A ce propos, dans un communiqué qui date du 20 avril, le mouvement palestinien Hamas a qualifié de "crime horrible" la découverte des corps "de plus de 50 martyrs de tous âges" dans cette fosse. Les dirigeants du mouvement ajoutent que ces derniers avaient été "exécutés de sang-froid et ensevelis par des bulldozers militaires dans la cour" du Complexe médical Nasser. En effet, les premiers charniers ont tous été découverts près des hôpitaux et des écoles. 

Les hôpitaux de la bande de Gaza ont été durement ciblés durant l’opération militaire que mène l’armée israélienne dans le territoire palestinien depuis plus de six mois. 

Face à cette tâche difficile, les équipes de la défense civile palestinienne qui ont débuté leurs recherches depuis 72 heures, ont découvert une autre fosse commune à l’intérieur du complexe médical Nasser à Khan Younès, à Gaza, ce qui augmente le nombre de cadavres empilés les uns sur les autres à 180 corps retrouvés à ce jour, alors qu’Israël poursuit ses bombardements sur l’enclave côtière dévastée depuis plus de six mois.

Alors que les équipes sanitaires palestiniennes tentent de déterrer les morts jetés dans des charniers, Israël intensifie les frappes qui se poursuivent dans l’enclave côtière, notamment sur la ville de Rafah, au sud de Gaza, où les raids de ces 48 heures ont tué 22 personnes, dont 18 enfants, ont déclaré des responsables de la santé.
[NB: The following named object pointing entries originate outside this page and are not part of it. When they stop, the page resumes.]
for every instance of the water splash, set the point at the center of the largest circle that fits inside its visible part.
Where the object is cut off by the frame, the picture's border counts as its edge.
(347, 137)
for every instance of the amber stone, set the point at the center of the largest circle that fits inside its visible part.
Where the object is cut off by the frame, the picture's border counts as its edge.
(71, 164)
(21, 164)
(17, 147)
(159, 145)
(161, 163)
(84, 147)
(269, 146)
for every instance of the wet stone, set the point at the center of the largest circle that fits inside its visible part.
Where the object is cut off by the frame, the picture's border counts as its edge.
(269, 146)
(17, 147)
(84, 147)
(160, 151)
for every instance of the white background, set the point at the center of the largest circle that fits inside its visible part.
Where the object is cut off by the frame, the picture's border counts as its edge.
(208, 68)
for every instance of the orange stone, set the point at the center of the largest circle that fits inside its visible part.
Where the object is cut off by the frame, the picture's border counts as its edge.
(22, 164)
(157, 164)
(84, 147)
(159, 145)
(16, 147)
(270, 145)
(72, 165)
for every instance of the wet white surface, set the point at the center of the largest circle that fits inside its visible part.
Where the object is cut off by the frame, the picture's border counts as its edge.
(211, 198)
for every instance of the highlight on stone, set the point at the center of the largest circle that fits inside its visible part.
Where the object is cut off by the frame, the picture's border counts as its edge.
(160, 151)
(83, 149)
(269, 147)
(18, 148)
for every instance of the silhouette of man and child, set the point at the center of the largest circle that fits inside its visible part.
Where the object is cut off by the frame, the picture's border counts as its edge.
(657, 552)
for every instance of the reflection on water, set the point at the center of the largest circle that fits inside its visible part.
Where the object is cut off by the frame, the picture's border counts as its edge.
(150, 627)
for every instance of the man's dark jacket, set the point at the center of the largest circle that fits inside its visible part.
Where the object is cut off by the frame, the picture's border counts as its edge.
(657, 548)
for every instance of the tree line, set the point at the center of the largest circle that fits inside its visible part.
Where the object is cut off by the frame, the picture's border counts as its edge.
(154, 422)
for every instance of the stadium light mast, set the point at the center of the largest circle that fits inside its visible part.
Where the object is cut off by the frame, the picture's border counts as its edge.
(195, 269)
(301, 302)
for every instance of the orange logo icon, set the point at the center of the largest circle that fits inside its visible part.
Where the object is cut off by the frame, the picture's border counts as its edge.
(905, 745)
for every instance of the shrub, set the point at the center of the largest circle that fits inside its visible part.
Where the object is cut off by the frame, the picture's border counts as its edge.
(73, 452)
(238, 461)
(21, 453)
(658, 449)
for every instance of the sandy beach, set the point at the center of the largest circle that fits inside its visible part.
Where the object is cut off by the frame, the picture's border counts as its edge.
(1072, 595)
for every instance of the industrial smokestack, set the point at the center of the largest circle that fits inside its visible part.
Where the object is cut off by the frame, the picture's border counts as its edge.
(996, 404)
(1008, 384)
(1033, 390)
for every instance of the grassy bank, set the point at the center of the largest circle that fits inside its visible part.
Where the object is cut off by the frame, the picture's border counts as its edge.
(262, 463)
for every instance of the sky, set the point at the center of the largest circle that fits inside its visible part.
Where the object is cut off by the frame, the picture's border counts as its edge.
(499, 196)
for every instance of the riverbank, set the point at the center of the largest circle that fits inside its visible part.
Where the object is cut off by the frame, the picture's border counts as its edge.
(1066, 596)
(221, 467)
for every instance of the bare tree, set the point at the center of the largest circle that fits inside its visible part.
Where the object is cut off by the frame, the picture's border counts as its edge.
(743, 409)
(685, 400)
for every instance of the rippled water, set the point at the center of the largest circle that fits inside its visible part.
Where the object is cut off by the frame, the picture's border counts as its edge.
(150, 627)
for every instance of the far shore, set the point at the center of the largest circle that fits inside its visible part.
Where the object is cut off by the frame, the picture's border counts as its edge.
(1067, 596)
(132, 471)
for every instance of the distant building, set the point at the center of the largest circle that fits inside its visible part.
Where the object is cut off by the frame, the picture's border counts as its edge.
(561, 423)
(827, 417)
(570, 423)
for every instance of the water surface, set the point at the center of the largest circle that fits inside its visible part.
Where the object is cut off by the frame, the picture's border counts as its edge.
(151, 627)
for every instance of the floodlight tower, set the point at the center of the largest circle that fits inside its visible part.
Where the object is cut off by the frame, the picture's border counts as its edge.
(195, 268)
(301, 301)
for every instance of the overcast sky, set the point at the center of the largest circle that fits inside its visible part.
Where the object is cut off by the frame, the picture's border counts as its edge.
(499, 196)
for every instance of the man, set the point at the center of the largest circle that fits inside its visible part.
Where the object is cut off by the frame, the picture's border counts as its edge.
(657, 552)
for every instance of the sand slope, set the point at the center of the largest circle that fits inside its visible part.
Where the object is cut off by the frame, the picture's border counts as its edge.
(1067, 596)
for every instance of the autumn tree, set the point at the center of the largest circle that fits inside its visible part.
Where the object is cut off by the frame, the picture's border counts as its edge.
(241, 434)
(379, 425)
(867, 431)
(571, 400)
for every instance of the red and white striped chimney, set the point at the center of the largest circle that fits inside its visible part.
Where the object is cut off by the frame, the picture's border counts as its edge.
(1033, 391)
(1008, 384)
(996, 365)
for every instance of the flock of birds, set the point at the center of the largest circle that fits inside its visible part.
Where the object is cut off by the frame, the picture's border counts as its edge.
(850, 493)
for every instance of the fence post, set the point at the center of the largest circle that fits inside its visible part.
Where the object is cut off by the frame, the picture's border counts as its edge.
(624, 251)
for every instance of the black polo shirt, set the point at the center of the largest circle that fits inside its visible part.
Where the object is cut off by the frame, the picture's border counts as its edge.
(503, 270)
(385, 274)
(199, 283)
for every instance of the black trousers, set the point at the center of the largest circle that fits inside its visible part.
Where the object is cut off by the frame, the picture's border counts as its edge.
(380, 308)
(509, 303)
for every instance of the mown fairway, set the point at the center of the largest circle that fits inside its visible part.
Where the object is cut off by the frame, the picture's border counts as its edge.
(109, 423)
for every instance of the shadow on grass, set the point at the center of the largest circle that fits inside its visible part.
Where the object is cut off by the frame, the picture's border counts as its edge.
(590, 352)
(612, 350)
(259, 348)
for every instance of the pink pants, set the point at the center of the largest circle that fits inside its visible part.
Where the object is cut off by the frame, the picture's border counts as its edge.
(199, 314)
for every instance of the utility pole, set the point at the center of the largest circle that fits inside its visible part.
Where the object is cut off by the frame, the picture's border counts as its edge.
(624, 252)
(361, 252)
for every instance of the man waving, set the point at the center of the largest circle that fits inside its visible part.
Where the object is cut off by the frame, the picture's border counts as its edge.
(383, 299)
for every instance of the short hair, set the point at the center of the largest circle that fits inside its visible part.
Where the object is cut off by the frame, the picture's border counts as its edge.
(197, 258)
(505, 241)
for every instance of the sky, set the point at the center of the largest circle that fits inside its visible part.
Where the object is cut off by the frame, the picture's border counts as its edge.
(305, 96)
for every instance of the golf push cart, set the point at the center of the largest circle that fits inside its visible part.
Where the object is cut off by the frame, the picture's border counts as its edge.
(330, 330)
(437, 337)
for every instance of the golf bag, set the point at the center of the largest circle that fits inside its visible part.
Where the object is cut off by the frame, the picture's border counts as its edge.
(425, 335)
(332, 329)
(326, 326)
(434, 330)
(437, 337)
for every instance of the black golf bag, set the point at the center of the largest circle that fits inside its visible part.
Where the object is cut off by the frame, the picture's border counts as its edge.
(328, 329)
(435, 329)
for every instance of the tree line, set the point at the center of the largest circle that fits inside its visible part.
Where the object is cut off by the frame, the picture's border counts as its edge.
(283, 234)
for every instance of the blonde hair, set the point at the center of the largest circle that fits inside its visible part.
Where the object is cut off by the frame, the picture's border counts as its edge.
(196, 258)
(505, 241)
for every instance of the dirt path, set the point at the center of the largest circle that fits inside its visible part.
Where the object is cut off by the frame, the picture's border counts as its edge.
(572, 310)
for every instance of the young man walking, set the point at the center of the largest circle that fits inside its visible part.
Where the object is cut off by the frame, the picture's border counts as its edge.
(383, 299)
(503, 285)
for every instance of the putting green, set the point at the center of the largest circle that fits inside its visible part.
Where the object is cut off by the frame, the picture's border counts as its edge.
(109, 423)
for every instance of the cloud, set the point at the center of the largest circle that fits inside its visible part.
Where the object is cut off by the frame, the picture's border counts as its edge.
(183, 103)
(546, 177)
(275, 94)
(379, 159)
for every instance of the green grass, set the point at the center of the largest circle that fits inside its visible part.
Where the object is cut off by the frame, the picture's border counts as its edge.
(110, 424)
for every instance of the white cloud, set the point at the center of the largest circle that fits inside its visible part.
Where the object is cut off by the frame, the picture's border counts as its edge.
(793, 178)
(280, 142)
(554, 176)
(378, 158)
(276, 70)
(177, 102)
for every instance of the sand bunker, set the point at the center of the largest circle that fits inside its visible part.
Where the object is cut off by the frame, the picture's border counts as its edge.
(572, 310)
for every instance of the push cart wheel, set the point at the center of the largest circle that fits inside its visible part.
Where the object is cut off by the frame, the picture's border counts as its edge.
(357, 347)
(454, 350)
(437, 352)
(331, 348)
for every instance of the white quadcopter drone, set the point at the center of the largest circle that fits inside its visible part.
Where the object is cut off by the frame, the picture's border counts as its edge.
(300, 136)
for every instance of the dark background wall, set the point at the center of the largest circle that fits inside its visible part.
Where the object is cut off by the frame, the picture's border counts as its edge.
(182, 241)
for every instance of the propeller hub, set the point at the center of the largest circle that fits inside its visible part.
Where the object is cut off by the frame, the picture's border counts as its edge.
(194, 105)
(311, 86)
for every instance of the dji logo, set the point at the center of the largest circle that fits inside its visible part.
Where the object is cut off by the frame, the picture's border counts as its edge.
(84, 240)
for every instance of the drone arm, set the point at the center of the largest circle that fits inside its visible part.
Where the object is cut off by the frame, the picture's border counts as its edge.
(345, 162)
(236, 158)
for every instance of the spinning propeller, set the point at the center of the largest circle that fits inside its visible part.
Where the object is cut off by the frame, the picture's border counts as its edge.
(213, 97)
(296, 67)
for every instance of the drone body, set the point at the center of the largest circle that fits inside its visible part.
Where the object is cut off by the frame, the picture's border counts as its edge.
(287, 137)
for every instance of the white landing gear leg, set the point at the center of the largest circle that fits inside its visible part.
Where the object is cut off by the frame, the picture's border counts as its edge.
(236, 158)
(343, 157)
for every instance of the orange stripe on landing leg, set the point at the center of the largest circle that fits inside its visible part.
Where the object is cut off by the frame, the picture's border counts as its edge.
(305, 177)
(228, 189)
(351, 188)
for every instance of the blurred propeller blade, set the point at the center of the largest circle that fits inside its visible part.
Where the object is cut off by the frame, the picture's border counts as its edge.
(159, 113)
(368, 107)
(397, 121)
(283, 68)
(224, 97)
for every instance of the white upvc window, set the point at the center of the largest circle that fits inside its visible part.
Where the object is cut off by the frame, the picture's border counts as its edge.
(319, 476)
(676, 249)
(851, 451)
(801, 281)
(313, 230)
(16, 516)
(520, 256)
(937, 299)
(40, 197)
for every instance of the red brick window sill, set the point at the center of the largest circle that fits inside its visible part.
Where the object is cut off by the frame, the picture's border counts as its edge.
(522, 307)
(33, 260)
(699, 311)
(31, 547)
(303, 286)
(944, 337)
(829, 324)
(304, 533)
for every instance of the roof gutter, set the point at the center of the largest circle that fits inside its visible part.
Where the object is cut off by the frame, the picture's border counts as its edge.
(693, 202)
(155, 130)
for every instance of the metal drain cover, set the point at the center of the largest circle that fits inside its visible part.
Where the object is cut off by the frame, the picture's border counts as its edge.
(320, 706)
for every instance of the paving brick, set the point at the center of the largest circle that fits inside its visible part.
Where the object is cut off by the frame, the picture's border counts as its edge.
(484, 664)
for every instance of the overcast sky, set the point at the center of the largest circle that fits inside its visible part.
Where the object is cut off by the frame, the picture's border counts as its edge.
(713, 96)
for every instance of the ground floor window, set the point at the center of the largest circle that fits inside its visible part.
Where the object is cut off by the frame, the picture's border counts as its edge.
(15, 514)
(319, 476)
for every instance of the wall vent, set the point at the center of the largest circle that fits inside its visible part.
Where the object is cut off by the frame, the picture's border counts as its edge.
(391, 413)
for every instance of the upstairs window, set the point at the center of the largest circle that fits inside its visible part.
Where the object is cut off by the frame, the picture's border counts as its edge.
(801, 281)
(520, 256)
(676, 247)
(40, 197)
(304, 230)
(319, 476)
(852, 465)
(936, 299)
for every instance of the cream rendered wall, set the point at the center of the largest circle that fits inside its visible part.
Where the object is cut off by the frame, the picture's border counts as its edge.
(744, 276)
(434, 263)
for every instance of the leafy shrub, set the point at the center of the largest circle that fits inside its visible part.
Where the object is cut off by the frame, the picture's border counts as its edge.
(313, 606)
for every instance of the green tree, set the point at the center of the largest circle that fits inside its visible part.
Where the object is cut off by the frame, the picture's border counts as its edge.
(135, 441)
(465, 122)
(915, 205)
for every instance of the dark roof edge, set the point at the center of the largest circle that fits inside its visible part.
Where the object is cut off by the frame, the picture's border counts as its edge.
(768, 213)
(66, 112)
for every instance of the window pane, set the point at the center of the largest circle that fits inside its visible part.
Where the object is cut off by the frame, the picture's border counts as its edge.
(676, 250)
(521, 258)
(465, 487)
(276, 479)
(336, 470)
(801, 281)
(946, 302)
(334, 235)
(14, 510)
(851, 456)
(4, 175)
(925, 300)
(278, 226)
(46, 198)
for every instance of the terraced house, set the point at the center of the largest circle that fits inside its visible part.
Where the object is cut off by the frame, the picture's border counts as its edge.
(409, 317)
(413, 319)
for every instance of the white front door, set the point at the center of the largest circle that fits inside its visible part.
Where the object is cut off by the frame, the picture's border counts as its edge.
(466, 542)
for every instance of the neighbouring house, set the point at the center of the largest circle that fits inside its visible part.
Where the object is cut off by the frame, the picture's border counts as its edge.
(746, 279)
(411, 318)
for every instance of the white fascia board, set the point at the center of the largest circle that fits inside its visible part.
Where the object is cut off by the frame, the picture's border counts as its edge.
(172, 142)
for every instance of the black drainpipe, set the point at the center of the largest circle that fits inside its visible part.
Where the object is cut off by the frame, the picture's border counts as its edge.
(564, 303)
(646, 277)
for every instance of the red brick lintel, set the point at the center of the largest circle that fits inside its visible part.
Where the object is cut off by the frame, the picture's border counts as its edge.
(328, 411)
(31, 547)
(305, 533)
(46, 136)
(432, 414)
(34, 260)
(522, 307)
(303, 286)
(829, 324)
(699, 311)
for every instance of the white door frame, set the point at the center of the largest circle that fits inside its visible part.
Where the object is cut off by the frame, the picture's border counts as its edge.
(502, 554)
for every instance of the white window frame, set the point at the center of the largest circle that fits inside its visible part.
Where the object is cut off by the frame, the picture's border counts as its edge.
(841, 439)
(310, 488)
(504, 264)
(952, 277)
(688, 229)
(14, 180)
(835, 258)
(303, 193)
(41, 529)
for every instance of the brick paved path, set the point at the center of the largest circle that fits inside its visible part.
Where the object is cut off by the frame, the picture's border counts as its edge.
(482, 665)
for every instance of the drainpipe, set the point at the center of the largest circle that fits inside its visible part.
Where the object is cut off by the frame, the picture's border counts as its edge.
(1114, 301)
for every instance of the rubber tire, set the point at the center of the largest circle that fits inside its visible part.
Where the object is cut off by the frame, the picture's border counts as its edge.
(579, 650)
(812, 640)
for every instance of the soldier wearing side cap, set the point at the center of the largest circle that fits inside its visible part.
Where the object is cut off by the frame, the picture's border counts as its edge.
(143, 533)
Ils ajoutent qu’Israël a effectué des raids aériens quasi quotidiens sur Rafah, où plus de la moitié des 2,3 millions d’habitants de Gaza ont trouvé refuge pour échapper aux combats qui se déroulent ailleurs. Sous les bombes, “des familles entières sont directement visées à l’intérieur des maisons résidentielles dans lesquelles elles s’abritent”, a déclaré Hani Mahmoud, membre de La Défense civile palestinienne. Il précise que «Le sentiment de sécurité s’est effondré pour des personnes déjà traumatisées par leur fuite d’un endroit à l’autre».